Florin sighed. The coin he’d collected from his gunners should have been enough for four barrels of finest black powder. As it was, they’d barely manage two.
“We shook hands on twenty-four crowns a barrel.”
“Yes, but then things changed. I give you my oath that if you don’t buy them at forty somebody else will.”
“A word with you, sir,” Orbrant said and led Florin out of earshot. “I have coin for the powder. We should take all that we can.”
“You have seventy crowns?”
“Yes.”
For a moment Florin wrestled with the temptation to ask how a priest, a penitent whose only possessions seemed to be a warhammer, a razor and a frayed old robe, had come by such an amount.
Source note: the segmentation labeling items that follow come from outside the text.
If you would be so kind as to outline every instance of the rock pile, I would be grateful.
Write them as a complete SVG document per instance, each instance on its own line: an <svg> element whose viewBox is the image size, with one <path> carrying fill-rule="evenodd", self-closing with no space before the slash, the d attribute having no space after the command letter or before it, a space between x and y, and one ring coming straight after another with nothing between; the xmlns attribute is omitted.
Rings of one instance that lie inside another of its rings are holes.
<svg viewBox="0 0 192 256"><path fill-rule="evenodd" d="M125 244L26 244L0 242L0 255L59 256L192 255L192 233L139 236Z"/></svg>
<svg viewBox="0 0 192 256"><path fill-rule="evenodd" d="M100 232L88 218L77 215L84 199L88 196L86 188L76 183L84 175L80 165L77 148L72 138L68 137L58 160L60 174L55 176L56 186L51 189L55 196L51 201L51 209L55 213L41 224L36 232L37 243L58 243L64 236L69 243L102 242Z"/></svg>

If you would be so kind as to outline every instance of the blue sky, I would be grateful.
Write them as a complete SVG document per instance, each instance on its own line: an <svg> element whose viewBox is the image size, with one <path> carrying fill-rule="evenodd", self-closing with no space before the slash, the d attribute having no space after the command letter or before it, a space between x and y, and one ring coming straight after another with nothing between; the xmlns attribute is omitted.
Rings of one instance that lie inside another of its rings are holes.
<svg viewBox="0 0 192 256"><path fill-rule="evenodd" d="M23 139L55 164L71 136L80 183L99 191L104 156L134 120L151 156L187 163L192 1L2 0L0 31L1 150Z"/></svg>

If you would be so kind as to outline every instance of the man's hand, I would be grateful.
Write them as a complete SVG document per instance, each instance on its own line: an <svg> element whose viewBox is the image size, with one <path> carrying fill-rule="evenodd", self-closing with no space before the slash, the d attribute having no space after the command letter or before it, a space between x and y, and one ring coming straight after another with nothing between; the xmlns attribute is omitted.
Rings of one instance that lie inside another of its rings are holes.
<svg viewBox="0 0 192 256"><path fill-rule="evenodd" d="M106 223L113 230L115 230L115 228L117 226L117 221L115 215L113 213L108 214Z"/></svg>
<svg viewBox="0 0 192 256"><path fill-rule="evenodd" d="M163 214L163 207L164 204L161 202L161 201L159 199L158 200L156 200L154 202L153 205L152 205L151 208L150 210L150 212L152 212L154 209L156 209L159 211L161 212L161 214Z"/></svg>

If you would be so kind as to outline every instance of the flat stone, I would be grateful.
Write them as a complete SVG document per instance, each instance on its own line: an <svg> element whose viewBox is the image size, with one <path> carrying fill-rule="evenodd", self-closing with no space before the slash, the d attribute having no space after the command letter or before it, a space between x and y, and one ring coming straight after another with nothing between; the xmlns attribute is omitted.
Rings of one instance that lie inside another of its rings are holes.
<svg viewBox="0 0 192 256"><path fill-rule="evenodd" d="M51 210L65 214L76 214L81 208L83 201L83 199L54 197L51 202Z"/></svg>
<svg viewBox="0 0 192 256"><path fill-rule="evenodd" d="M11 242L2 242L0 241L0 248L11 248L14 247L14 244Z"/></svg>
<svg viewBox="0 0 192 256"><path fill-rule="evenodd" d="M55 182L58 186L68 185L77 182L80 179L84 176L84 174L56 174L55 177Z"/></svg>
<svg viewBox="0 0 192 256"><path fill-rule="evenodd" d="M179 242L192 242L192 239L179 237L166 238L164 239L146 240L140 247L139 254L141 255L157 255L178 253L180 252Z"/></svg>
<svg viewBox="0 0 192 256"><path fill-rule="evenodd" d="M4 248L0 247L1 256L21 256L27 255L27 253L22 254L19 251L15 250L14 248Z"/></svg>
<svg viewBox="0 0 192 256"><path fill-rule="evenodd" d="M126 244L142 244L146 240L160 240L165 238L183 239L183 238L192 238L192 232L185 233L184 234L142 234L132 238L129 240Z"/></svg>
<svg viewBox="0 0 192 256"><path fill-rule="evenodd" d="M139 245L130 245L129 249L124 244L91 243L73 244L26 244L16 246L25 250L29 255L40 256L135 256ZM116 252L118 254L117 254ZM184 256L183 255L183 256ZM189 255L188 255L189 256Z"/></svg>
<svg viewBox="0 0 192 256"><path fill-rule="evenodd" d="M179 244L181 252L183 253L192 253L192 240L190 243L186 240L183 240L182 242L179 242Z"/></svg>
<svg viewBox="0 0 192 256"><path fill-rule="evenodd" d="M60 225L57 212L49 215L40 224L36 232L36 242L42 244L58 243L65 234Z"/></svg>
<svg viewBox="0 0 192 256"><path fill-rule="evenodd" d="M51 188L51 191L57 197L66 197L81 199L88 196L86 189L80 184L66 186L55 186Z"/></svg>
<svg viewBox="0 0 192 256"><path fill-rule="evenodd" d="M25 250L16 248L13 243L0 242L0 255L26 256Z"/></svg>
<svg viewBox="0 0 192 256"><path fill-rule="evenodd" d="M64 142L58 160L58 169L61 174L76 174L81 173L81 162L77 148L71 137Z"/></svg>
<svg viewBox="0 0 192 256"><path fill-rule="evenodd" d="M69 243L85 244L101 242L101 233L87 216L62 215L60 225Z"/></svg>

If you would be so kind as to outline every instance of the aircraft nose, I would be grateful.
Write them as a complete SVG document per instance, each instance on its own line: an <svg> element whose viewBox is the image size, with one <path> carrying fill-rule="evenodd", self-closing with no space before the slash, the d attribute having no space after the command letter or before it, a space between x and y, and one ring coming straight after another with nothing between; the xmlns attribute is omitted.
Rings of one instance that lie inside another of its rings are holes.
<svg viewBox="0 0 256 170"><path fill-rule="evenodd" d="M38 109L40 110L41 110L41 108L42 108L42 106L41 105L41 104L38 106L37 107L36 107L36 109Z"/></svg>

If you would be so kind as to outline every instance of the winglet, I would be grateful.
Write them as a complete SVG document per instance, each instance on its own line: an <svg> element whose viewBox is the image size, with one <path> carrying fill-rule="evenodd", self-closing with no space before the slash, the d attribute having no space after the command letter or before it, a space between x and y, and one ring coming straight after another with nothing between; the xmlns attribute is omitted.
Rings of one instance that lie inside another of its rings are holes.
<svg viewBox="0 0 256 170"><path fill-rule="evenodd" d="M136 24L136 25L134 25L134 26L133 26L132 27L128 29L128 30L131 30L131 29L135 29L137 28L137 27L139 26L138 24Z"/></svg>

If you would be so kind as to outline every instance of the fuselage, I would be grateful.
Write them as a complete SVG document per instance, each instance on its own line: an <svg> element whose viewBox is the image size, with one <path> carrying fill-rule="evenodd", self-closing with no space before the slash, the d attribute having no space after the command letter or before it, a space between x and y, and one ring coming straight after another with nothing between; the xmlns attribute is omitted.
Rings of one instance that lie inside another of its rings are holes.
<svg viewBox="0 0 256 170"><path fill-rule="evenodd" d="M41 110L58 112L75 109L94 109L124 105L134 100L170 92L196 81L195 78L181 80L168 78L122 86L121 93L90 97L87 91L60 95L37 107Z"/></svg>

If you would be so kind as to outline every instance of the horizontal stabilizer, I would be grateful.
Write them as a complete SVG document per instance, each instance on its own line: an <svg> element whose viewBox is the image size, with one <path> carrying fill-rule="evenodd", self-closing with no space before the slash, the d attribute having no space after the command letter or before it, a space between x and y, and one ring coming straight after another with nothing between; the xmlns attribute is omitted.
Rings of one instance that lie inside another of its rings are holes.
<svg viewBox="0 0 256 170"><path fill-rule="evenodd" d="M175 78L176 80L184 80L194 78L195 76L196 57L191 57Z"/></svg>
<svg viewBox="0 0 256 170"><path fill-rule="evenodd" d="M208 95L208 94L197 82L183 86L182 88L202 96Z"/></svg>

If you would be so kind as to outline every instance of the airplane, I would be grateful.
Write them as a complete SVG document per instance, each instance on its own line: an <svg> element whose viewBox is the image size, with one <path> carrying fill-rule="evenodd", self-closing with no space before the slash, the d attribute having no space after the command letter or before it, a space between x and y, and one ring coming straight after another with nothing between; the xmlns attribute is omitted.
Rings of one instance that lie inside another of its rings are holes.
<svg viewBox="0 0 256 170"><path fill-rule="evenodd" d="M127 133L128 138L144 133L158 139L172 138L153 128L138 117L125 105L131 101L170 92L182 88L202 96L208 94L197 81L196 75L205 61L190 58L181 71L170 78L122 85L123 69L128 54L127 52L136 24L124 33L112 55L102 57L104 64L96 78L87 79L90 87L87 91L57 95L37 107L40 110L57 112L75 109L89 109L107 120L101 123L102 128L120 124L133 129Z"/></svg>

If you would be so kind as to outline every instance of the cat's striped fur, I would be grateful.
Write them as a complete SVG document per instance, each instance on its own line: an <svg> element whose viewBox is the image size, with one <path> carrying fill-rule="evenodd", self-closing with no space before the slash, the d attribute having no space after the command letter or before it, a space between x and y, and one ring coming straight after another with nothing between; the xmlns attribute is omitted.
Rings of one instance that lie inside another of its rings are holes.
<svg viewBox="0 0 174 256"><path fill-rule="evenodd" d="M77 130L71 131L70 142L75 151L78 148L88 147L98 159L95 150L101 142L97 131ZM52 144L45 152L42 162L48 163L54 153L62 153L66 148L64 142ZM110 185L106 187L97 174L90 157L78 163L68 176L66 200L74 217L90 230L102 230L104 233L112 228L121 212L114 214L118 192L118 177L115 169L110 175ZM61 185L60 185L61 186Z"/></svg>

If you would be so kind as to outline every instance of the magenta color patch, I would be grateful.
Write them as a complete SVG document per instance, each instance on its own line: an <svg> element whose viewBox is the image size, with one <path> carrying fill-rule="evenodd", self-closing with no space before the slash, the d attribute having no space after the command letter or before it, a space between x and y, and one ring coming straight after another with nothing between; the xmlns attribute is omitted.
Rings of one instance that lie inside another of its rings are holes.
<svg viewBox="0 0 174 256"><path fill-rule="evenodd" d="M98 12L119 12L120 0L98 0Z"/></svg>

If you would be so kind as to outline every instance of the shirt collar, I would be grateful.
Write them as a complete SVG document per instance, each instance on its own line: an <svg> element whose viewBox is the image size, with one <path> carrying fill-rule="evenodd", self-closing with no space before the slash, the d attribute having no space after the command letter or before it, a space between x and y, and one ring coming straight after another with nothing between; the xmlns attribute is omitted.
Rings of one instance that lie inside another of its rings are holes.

“We will take a receipt and I will reclaim the money from the company share at the end of the expedition.”
“Well, yes. All right. Thank you, sergeant.”
Orbrant nodded and waited for Florin to lead the way back to the merchant.
“Very well, Ali. Seeing as we’re friends I’ll give you thirty crowns each for the barrels.”
“Would that I could,” the merchant wrung his hands, pleased that his customer was at least attempting to be polite. “But if my wife found out she would sleep with her legs closed for a month.”
“Yes, women are never reasonable.”
“Even if I sold them to you for thirty-eight a barrel she would call me a fool and a squanderer of our daughters’ dowries.”
“And if I paid more than thirty-two, my men would kill me for a thief as soon as we entered the jungle.”
For a moment the two men stood and frowned, perhaps saddened by the thought that the world was cruel enough to drive them, two old friends, to such an impasse.
It was Ali who spoke first.
“I tell you what I might be able to get away with,” he said, leaning forward conspiratorially. “As well as the powder I have some other things. Weapons of great power.”